Adapter la période d’apport au type d’engrais

De même, les cultures de printemps valorisent très bien les lisiers et fientes lorsqu’ils sont apportés au plus proche des semis. Les conditions de température et d’humidité sont propices à la minéralisation de l’engrais et les besoins azotés des plantes sont importants. C’est d’ailleurs sur les orges, les maïs et les betteraves que les engrais organiques sont les plus utilisés. Sur ces cultures, un apport au printemps de trois tonnes à l’hectare de fientes de poules (39,5 kg d’azote par tonne) a un effet équivalent à 47 kg d’azote par hectare.

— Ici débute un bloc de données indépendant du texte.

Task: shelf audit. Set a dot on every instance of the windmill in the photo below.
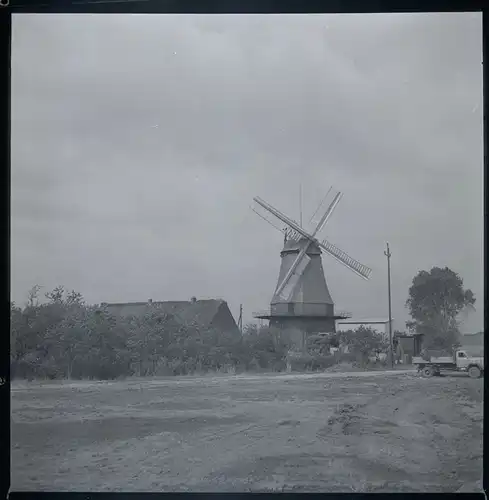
(301, 299)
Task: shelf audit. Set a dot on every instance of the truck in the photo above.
(430, 363)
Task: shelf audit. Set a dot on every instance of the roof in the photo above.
(364, 321)
(201, 312)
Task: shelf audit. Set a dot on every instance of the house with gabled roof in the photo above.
(207, 313)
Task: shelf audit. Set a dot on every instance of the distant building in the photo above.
(211, 313)
(378, 325)
(472, 340)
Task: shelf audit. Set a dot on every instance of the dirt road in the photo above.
(375, 432)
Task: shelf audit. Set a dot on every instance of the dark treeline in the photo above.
(63, 337)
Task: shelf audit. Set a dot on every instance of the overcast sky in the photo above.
(139, 141)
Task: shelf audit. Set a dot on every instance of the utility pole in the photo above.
(388, 254)
(300, 205)
(240, 319)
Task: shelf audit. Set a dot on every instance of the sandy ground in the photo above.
(337, 432)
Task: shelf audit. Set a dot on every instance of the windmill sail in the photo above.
(342, 257)
(290, 223)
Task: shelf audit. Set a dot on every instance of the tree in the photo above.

Les fumiers, composts et autres matières organiques dont la teneur en azote ammoniacal est plus faible doivent être épandus plus tôt, dès le mois de mars, pour favoriser la mise à disposition de l’azote lorsque les plantes en auront besoin - sans garantie. « Au printemps, attention aux conditions d’épandage et au poids des machines. Les engins trop lourds, sur sol humides, risquent de compacter le sol en surface et en profondeur. Cela va contraindre l’absorption des éléments minéraux au niveau racinaire, indépendamment de la richesse en éléments fertilisants du sol », prévient Sarah Singla.

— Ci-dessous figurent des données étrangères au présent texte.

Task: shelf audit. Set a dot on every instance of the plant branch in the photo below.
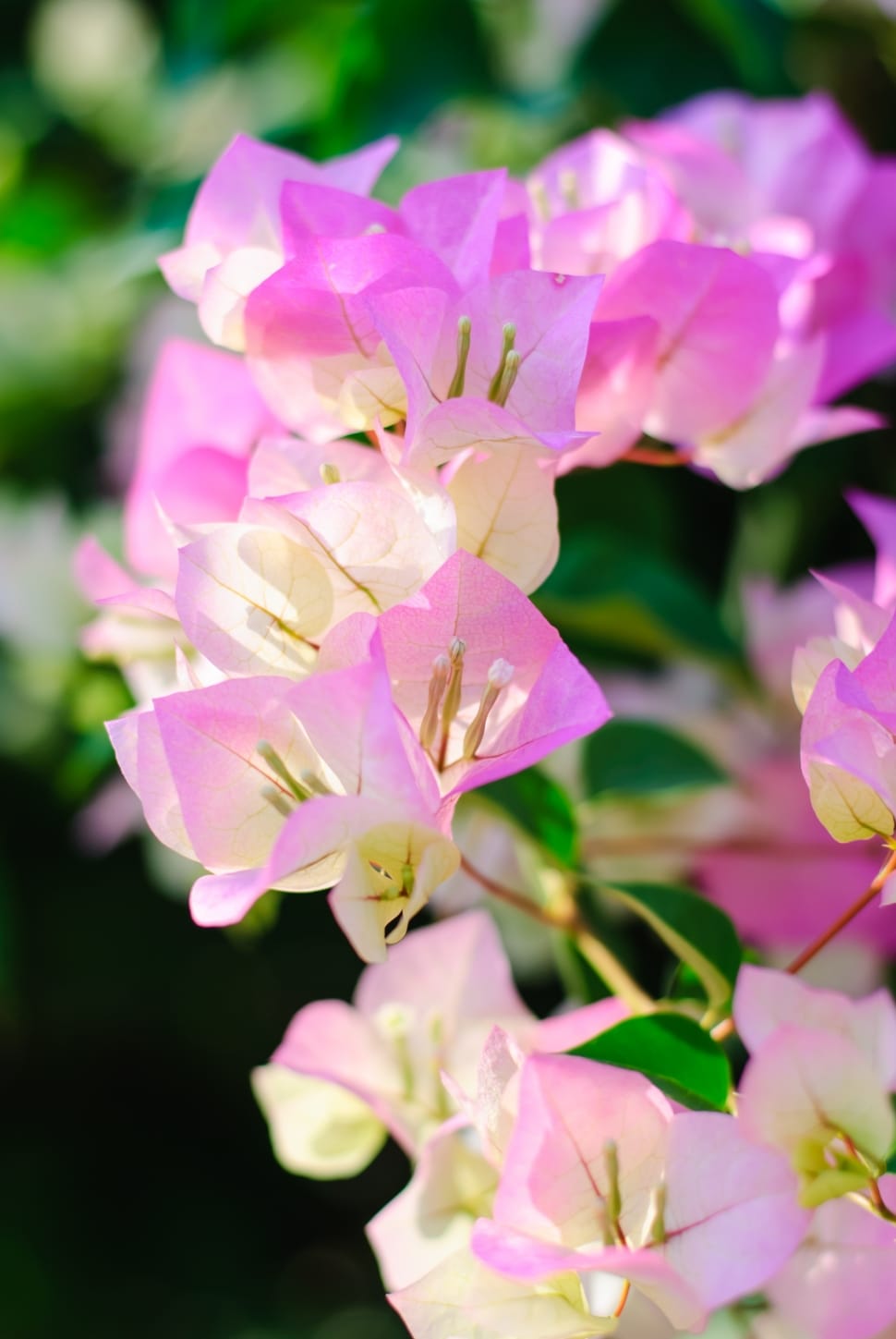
(569, 921)
(726, 1026)
(859, 906)
(655, 456)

En revanche, l’apport de matière organique n’est pas bien adapté à la fertilisation du blé tendre. Les apports à l’automne sont proscrits par la directive Nitrates et n’ont pas d’intérêt agronomique. Avant le stade épi 1 cm, les besoins du blé sont faibles. Le risque de lessivage est important et, une fois la culture implantée, le faible écartement du blé limite les possibilités d’enfouissement, nécessaire pour empêcher une forte volatilisation. Une faiblesse qui rend l’engrais minéral incontournable en système conventionnel, malgré son prix actuel.

Une calculette web pour mesurer l’apport des produits organiques

La calculette en ligne « fertiliser avec un engrais organique » d’Arvalis, lancée en 2021, apporte un premier éclairage – précieux et gratuit – pour s’y retrouver. Cet outil permet d’obtenir rapidement la valeur amendante de 98 matières organiques et indique si le plan de fertilisation prévu est suffisant. Il calcule également les éventuels compléments à prévoir. Car selon la forme de l’engrais organique utilisé, les cultures et les dates d’apport, l’efficacité des engrais organiques ne sera pas la même. Les utilisateurs peuvent intégrer les valeurs amendantes obtenues par analyse pour affiner le calcul. L’outil tient compte de ces variables et indique si la période d’apport envisagée est judicieuse ou pas.

Bâcher pour conserver la valeur fertilisante

La valeur minérale des fumiers et lisiers est directement corrélée aux conditions de stockage. Fosse à lisier couverte, bâche pour protéger les tas de fumier, fumière couverte sur dalle bétonnée avec fosse de récupération des jus : « ces équipements sont précieux pour préserver la valeur fertilisante de nos engrais de ferme. Ils ne doivent pas être vus comme des aménagements contraignants et subis », rappelle Sarah Singla. À défaut, les engrais organiques laissés dehors, sous la pluie, sans fosse de récupération des jus, perdent leur valeur fertilisante en plus de générer des risques de pollution. Une large part des éléments minéraux qu’ils contiennent aura été lessivée.